La sérigraphie se travaille à partir d’une image modèle, qui servira d’écran à la couleur, pour l’impression manuelle. L’étape de préparation est donc très importante, car seule décision personnelle dans ce travail, plutôt systématique. Sans savoir encore ce que la sérigraphie me réserve, je choisis, comme seule et unique image à exploiter, la même que j’ai précédemment utilisé en gravure : les deux arbres racines traités différemment qui se rejoignent. C’est alors que le mystère s’éclaircit de mieux en mieux lorsque Jean-Paul me dicte pas à pas la procédure. Il me propose de travailler les 3 couleurs primaires, en superposition. Les passages de couleur se font les uns après les autres, avec un temps laissé pour que l’encre sèche entièrement entre les différents tirages.

  • Préparation de l’écran :
    • le tissu vierge tendu sur l’écran est d’abord rempli entièrement d’une matière photosensible ;
    • une fois sec, l’écran complété du typon (masque sur lequel est imprimé le dessin), est passé dans une machine à ultraviolets, pour l’insolation, qui permet de réaliser le pochoir ;
    • l’écran est ensuite rincé à l’eau, au karcher ;
    • après une retouche éventuelle, l’écran est prêt à être fixé sur la table de travail.
  • Tirage :
    • préparation du papier à disposition (tous au même format) ;
    • protection des bords de l’écran par du scotch (pour éviter le débordement de l’encre sur le cadre en bois)
    • préparation de calles, pour placer le papier au même endroit à chaque impression.
      • on place une feuille de papier dans les calles ;
      • on dépose une quantité appropriée d’encre sur le haut de l’écran ;
      • on étire vers soi l’encre à l’aide d’une raclette de la taille du support, en appuyant suffisamment pour faire passer l’encre à travers les mailles du pochoir, et d’un geste uniforme pour que l’encre soit répartie de manière égale sur toute la surface du papier ;
      • on retire le papier délicatement sous l’écran pour le mettre à sécher ;
      • on peut réaliser autant de tirages que de supports à disposition, dans un temps limité (avant que l’encre ne sèche).

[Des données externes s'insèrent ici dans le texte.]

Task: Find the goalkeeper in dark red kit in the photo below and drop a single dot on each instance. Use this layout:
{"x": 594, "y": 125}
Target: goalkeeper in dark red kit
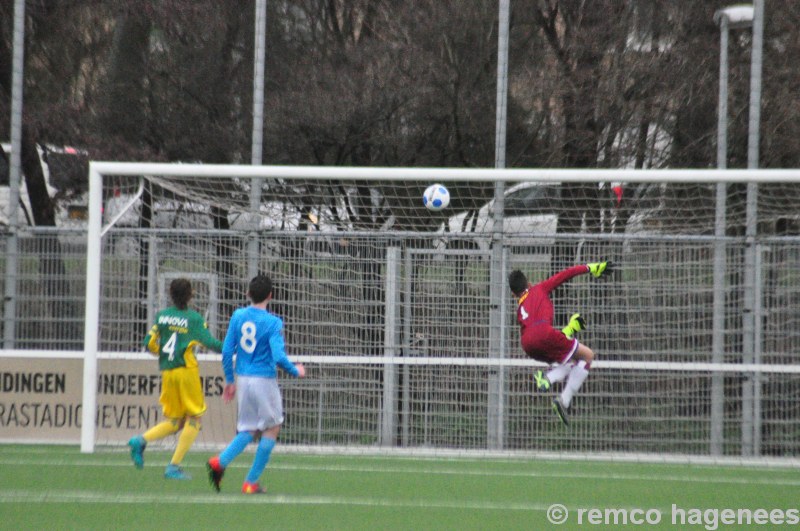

Le résultat est époustouflant de netteté, la couleur des encres transparentes est pure et lumineuse, tout est parfaitement imprimé avec une simplicité surprenante. La superposition des couleurs donne encore plus un effet spectaculaire ; les couleurs vibrent étonnamment. La couleur née du mélange de couches de couleurs primaires est d’une richesse particulière, c’est un brun coloré plein de subtilité. De plus, les petites imperfections lors du calage du papier pas toujours très précis, font bouger l’image et lui donne encore plus de force, qui semble sortir du papier. Les arbres prennent du relief grâce à cet effet créé accidentellement, ce qui est d’autant plus intéressant.

La sérigraphie m’a plu parce que cette technique représentait quelque chose de vraiment nouveau pour moi. Cette expérience m’a enrichie par les découvertes qu’elles recélaient. Le résultat m’a convaincu par son efficacité et son exactitude, et surtout parce que je ne m’attendais à rien en particulier, ignorant les résultats que pouvait donner ce médium. Néanmoins, je suis un peu frustré par le manque de personnalité qui en découle, le fait de ne pouvoir faire de modification et de respecter absolument le protocole d’imprimerie m’a un peu contraint (contrairement à la gravure, médium plus manuel, où il y a donc plus de possibilités)… Mais c’est aussi là une contrainte qui peut se révéler propice aux originalités, à un perpétuel travail de renouveau et de création.